The move comes as fuel prices across Indiana have climbed sharply, with the statewide average reaching about $4.13 per gallon, more than a dollar higher than earlier this year as global oil disruptions tied to the conflict involving Iran continue to pressure supply.
State officials estimate the suspension will save drivers roughly 17 cents per gallon, or about $2 on a typical fill-up, depending on the size of the vehicle's tank.
Braun said the tax break is meant to provide immediate affordability relief for Hoosiers and could be extended beyond 30 days if global market conditions remain unstable.
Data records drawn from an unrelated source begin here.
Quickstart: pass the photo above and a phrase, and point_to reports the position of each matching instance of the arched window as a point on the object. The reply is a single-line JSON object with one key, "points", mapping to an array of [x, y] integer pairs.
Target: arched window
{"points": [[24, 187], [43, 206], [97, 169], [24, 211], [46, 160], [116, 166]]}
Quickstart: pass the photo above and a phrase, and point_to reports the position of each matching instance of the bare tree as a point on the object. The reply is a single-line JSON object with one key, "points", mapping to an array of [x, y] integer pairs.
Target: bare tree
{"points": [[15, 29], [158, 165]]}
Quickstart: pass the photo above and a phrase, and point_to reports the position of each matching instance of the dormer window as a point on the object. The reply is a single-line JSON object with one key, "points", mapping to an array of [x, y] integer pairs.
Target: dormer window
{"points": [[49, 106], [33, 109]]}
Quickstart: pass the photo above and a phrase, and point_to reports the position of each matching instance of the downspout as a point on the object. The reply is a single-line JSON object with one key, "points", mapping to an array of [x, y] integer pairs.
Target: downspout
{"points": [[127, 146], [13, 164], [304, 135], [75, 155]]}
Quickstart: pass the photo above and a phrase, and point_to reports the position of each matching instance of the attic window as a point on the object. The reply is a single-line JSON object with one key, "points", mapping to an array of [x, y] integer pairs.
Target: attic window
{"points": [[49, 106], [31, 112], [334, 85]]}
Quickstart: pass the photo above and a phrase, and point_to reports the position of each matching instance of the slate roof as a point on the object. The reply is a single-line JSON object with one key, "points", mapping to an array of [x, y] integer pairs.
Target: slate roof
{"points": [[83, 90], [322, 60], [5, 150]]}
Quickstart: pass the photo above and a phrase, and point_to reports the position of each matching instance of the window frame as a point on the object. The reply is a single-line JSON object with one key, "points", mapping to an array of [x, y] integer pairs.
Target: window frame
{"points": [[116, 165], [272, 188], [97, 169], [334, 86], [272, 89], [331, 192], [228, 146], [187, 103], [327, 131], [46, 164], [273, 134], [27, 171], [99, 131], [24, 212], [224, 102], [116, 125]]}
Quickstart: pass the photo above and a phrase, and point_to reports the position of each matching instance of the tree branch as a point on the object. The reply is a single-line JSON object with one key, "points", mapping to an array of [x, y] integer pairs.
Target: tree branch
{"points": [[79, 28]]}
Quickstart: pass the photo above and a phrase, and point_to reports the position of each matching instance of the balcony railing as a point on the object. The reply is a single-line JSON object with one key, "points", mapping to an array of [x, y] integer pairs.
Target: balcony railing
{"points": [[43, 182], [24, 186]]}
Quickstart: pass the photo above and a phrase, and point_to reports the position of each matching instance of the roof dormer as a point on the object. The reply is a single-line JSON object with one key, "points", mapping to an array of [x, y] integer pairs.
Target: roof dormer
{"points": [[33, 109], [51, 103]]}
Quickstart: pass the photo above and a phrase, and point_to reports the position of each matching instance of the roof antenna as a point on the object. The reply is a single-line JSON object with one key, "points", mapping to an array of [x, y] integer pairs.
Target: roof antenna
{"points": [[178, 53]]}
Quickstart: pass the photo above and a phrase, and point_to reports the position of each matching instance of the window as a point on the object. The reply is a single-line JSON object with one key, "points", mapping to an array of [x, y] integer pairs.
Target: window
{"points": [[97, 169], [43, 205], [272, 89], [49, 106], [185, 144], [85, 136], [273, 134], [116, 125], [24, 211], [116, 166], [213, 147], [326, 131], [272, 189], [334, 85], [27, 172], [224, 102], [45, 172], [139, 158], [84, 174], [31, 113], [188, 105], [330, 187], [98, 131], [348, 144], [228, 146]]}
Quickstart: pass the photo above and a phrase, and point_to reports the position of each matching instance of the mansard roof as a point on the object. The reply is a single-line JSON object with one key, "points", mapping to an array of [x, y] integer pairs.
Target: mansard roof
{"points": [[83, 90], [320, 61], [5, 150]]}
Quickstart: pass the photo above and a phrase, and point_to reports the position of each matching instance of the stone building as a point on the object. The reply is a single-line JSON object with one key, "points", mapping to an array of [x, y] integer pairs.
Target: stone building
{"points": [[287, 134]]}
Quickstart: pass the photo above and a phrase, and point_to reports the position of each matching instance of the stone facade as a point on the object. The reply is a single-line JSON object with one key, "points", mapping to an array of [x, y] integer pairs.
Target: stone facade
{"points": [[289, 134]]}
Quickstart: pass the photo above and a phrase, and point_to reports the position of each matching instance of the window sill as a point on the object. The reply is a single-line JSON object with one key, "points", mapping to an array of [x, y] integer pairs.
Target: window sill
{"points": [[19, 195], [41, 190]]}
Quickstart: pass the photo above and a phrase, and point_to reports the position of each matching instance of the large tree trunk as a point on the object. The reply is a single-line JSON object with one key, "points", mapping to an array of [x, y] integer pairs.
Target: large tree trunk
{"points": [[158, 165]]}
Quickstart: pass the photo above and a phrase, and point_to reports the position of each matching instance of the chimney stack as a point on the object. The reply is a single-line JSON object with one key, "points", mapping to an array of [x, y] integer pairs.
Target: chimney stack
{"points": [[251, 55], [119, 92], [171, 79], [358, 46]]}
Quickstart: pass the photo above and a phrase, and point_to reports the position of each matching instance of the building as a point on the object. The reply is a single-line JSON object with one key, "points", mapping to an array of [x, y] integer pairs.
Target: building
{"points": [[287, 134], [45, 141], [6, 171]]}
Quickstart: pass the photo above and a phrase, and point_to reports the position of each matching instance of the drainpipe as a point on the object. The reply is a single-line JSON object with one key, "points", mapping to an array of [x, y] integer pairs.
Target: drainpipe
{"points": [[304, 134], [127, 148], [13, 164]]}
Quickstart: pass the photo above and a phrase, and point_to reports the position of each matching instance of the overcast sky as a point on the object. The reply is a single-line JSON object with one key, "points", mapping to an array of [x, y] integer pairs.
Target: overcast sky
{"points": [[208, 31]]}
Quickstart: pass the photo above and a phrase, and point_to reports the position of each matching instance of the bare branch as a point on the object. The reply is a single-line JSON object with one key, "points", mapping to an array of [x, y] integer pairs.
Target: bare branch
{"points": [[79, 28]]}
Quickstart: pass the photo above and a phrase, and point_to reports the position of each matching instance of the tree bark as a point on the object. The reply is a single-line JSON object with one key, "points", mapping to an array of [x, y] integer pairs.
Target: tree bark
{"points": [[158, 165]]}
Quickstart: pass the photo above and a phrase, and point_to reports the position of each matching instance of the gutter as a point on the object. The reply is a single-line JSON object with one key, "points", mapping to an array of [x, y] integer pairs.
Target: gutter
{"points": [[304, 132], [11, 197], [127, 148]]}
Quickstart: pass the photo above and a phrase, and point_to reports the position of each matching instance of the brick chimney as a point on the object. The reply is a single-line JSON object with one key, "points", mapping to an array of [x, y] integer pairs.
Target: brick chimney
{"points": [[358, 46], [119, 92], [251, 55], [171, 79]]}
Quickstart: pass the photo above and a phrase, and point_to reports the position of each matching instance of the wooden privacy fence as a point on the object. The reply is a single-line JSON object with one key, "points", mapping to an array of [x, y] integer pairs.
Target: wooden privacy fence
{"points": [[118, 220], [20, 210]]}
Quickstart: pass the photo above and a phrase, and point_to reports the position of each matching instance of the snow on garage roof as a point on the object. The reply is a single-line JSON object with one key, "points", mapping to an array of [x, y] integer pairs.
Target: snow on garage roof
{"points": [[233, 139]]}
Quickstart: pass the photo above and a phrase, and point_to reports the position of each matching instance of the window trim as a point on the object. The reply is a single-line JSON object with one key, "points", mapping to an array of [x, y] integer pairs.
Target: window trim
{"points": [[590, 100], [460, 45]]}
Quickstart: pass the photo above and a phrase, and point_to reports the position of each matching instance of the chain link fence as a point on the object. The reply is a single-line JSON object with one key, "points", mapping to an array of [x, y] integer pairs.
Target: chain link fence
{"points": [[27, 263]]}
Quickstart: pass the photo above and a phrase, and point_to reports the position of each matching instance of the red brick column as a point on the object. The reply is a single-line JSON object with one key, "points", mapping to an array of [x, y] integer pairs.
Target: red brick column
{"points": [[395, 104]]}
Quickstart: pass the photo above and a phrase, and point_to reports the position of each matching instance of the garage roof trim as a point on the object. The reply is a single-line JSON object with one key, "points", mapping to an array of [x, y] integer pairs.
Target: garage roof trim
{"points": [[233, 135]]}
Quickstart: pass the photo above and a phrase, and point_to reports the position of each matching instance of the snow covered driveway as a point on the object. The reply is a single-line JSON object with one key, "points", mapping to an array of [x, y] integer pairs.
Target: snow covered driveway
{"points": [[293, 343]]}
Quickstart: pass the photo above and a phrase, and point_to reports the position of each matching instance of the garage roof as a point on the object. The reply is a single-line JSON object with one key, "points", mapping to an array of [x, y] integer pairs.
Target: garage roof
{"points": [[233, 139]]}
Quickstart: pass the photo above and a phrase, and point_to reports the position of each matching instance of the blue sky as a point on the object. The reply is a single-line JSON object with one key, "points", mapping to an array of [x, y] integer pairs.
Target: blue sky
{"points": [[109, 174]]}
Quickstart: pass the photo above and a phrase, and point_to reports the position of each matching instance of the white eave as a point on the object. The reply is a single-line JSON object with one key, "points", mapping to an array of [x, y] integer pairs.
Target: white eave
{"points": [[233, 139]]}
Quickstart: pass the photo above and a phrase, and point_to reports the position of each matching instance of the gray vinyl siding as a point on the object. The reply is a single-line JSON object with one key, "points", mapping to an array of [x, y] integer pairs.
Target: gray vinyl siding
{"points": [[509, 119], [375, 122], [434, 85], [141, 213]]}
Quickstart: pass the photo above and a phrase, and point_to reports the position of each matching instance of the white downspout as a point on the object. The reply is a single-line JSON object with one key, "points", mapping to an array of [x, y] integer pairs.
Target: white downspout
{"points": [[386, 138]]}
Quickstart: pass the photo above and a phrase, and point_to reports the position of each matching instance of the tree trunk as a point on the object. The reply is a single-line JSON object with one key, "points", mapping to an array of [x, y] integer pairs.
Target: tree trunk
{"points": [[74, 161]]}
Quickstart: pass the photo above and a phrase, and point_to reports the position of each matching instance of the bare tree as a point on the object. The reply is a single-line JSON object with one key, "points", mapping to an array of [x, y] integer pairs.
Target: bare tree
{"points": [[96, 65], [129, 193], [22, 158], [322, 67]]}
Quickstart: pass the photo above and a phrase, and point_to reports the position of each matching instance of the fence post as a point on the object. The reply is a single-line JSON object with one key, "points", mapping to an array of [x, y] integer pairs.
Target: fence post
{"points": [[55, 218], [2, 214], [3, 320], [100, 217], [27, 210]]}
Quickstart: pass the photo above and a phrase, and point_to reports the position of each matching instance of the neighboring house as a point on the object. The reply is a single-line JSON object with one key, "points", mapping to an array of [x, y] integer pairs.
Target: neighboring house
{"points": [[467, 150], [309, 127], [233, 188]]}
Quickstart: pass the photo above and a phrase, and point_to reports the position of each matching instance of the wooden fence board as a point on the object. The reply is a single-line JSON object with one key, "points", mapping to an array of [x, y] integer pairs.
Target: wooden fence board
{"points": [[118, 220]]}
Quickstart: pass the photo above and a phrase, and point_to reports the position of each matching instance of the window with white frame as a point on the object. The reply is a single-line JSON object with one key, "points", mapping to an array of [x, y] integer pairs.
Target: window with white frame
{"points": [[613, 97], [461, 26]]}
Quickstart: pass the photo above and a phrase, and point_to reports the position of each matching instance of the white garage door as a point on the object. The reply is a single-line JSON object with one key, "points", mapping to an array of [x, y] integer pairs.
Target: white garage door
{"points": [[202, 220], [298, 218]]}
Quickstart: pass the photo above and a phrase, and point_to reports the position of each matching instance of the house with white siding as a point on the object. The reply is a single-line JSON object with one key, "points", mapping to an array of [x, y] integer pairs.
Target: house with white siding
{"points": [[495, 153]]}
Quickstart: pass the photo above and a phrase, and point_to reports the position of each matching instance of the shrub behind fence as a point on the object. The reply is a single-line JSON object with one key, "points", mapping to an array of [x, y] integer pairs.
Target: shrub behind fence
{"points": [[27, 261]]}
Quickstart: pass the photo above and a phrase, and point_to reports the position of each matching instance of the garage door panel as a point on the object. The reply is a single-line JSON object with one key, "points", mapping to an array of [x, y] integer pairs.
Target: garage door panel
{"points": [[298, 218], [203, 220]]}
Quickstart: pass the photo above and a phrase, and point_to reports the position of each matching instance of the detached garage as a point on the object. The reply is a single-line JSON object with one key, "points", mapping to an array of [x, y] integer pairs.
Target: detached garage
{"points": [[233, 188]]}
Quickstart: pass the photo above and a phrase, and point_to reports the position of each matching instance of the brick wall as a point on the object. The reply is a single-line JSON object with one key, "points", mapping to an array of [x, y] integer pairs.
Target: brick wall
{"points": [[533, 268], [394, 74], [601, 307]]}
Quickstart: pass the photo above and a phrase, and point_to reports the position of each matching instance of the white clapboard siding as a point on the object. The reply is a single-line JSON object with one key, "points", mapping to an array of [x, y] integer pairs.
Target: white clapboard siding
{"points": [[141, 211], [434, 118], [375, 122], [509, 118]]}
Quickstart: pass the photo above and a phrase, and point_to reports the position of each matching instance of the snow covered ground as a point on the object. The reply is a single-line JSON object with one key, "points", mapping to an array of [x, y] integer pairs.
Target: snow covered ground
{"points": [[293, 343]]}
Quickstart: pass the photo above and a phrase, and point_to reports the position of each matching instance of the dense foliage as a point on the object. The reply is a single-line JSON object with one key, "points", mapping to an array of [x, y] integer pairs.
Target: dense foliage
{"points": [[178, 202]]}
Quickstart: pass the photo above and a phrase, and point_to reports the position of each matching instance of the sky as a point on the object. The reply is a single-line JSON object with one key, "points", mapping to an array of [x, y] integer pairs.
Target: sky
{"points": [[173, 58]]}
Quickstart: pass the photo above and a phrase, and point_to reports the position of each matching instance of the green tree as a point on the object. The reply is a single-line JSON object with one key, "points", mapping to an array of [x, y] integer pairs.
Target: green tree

The governor also said the state will be "patrolling the pumps" to ensure gasoline retailers pass the full tax savings directly on to consumers instead of absorbing the difference into pricing. Indiana Attorney General Todd Rokita's office is also expected to monitor for potential price gouging during the suspension period.
Importantly, the emergency order does not suspend Indiana's fixed gasoline excise tax, which remains in place. Only the monthly 7 percent usage tax portion is being paused, meaning drivers will still continue paying part of the state's fuel tax structure.
The decision makes Indiana one of the first states in the country to enact a temporary gas tax suspension in response to the latest fuel price spike, with state leaders framing the move as an emergency affordability measure tied directly to international energy instability.